Not only do you have to pay for the broadband yourself, but you still get charged for your calls. It's not going to catch on unless operators start giving them away as part of a bundle, even if they just make them available in areas with poor coverage.

If you have a Wi-Fi enabled phone and broadband, you might as well connect via VoIP over Wi-Fi - but of course unless you've an unlocked phone, you might well find the VoIP capability has been hobbled by the operator.

Saturday, 23 January 2010

Another time, another place

It seems like a lifetime ago now, but from 2003 to 2008 - during my time at Personal Computer World  magazine, which closed in 2009 - I wrote a monthly column for the sadly-defunct IT Week. With the various site redesigns and CMS changes there, it's getting harder to find them all online (that doesn't sound right, does it?).

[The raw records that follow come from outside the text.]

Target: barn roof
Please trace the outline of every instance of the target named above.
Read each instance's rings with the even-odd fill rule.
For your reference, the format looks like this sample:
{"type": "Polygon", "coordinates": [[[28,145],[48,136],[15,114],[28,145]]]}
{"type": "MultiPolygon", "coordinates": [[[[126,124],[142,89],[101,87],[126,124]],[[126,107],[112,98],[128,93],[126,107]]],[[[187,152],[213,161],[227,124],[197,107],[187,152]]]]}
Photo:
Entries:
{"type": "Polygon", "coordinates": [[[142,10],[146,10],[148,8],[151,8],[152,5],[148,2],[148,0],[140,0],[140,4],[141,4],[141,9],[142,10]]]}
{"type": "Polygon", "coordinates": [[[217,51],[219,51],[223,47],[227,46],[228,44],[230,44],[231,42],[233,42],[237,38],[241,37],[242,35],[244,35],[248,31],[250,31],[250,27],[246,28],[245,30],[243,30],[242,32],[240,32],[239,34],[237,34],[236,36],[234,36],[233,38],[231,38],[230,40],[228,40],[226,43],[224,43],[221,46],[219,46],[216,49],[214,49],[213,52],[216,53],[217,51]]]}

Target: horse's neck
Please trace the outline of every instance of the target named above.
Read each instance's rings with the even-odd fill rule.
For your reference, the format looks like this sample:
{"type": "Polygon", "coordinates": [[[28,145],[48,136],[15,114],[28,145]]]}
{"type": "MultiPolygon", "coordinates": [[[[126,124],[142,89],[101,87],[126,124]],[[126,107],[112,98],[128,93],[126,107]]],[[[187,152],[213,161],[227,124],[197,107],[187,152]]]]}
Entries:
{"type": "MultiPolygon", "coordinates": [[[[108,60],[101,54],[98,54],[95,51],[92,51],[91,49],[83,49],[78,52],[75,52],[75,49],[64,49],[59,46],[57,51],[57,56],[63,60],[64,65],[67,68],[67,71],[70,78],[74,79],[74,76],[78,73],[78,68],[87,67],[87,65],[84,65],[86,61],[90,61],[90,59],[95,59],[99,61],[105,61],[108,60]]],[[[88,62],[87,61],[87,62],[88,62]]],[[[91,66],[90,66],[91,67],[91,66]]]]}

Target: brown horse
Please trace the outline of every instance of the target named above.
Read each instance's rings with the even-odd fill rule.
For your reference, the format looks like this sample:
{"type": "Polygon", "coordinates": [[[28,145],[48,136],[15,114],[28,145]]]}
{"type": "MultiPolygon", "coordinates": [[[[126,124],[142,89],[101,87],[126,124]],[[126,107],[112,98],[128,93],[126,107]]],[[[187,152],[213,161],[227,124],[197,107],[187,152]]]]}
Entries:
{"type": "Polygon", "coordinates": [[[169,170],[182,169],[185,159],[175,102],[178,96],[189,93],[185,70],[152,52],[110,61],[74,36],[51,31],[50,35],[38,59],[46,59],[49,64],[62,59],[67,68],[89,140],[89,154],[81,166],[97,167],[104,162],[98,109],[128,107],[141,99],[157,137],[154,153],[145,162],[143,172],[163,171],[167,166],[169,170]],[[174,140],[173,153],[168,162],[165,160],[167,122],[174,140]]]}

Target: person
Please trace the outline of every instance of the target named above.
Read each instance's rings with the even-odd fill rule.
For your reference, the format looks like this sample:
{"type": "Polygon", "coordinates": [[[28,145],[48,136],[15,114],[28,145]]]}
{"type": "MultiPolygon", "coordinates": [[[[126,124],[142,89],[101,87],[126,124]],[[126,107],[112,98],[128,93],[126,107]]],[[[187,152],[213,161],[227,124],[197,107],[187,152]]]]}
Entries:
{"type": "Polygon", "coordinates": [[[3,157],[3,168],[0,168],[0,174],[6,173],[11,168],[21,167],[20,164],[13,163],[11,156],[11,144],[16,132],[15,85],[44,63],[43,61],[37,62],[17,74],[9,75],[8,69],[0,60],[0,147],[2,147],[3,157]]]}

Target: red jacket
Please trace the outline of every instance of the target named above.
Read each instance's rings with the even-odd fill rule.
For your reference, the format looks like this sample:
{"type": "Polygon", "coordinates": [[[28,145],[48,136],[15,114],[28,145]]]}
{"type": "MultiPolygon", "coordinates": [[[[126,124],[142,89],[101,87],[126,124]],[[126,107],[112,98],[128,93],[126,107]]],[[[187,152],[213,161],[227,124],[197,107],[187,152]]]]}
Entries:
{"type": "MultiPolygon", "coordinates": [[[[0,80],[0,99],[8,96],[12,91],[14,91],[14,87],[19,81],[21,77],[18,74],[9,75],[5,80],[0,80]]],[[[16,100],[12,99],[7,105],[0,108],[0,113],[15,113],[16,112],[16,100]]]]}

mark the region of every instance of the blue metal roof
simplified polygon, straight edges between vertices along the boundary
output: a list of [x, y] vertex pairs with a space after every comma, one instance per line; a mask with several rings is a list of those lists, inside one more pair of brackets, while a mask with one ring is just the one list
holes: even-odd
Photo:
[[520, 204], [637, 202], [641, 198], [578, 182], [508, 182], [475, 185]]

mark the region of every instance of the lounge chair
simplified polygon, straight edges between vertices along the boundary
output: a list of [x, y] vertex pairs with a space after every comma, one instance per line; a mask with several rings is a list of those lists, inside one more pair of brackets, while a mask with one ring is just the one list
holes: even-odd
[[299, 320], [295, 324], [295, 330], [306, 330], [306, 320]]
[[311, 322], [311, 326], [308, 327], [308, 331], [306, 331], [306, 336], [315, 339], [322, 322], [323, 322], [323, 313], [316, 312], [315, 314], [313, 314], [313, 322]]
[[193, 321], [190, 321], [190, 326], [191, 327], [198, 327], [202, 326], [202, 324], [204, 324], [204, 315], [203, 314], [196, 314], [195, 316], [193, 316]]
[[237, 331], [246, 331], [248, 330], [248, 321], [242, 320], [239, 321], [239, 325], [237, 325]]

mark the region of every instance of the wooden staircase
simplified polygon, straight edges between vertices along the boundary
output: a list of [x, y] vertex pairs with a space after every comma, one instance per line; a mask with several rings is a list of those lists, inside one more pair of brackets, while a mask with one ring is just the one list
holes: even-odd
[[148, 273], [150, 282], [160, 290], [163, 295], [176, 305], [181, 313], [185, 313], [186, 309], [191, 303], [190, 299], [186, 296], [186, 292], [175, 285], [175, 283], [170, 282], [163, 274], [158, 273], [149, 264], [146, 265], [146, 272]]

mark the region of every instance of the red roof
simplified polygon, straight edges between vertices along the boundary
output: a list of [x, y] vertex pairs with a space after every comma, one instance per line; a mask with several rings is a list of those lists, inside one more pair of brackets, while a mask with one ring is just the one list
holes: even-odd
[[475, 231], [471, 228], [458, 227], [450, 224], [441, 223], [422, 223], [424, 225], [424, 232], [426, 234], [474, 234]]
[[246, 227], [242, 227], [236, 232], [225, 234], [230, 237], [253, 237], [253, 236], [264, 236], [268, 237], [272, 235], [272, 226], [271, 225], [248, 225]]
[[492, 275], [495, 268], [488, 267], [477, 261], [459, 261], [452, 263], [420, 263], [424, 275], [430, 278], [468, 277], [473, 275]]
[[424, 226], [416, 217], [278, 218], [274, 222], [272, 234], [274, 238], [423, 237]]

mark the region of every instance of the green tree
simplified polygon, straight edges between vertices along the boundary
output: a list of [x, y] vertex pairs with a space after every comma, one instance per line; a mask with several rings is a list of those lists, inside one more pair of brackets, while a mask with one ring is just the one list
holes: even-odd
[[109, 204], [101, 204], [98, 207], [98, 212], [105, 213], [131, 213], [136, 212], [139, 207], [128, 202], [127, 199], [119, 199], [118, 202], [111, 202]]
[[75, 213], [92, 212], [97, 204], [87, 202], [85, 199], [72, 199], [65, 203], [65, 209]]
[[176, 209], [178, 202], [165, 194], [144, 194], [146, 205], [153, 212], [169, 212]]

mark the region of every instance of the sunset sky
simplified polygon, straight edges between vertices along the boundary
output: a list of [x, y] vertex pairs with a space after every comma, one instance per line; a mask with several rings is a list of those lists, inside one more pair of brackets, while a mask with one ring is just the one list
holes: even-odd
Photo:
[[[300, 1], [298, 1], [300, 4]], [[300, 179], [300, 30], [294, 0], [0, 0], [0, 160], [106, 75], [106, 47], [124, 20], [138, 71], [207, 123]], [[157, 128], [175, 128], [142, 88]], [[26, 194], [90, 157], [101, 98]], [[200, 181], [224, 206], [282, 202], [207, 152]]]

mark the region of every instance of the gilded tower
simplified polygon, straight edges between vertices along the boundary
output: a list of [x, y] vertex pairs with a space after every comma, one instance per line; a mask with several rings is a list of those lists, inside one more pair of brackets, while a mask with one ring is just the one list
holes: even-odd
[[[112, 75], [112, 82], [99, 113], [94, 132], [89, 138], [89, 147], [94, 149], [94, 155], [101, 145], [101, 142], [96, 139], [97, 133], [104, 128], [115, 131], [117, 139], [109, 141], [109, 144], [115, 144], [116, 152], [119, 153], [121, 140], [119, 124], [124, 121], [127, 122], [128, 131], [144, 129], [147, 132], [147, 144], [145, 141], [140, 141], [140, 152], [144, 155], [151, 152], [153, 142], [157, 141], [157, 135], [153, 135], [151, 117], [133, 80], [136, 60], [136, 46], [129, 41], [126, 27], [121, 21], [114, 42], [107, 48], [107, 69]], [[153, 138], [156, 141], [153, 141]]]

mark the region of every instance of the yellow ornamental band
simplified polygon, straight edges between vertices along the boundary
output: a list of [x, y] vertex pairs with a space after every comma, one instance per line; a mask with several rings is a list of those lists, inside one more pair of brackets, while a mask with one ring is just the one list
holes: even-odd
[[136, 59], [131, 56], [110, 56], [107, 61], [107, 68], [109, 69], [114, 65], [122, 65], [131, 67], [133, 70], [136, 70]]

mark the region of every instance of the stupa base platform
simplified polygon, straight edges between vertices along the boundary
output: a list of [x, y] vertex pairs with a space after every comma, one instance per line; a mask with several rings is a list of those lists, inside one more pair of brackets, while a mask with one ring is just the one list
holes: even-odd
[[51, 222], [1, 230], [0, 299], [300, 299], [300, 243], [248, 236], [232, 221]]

The best I can do is a custom Google search which gets 49 results with a few duplicates. I wrote 66 columns in total, so I've no idea where the rest have disappeared to.

Friday, 22 January 2010

Draytek Vigor IPPBX 2820 review

V3.co.uk has just published my review of this natty combined ADSL router & IP PBX from Draytek.


Go away, Ovi Suite!

I love my Nokia N86 8MP phone, but Nokia's PC connectivity software is a pile of junk. I've used fought with PC Suite for several years, and tried Ovi Suite 1 but couldn't fathom it at all. PC Suite isn't too bad, except for its huge download size (260MB? Why?) and it insisting on installing Windows drivers every single time you connect (see the pic below if you don't believe me..).


So the other day when Nokia announced its free turn-by-turn guidance upgrade for Ovi Maps, I thought I'd try out version 2 of Ovi Suite. Hah! This bloated pile of poo failed trying to update both itself and the firmware for my phone. It also failed to update the Ovi Maps app on the phone, leaving it broken.

After a reinstall I got Maps working, but Ovi Suite was taking hours to sync anything, even over USB. Finally today it took over 2 hours to send a text message, so now I'm happily (well, almost) back on PC Suite.

What is the problem, Nokia:? I'm using Windows 7 and PC Suite integrates much better than the newer Ovi Suite - I don't want a bloody great window appearing when I start my PC, and when it updated itself Ovi Suite sent a 'Restart' message via a Windows 7 compatiblity screen, the first time I've seen this.

Add to this an inability to set detailed sync options in Ovi ('sync' seems to be a one-way option..) and a truly terribly user interface, and there's no wonder people have a dim view of Nokia phones. And we won't even mention the abysmal Ovi Store...not today, anyway.

Just what the world needs

Well, perhaps not. There's hardly a shortage of tech bloggers, but what the hell. I just want somewhere to broadcast and store my thoughts on the industry, so this seems as good a place as any. I have no agenda, just a broad love of science and technology.

Although I've left this post open for comments, at the moment I don't plan to do this for other posts - I've spent too much time over the past years moderating company blogs to want to wade into that swamp again.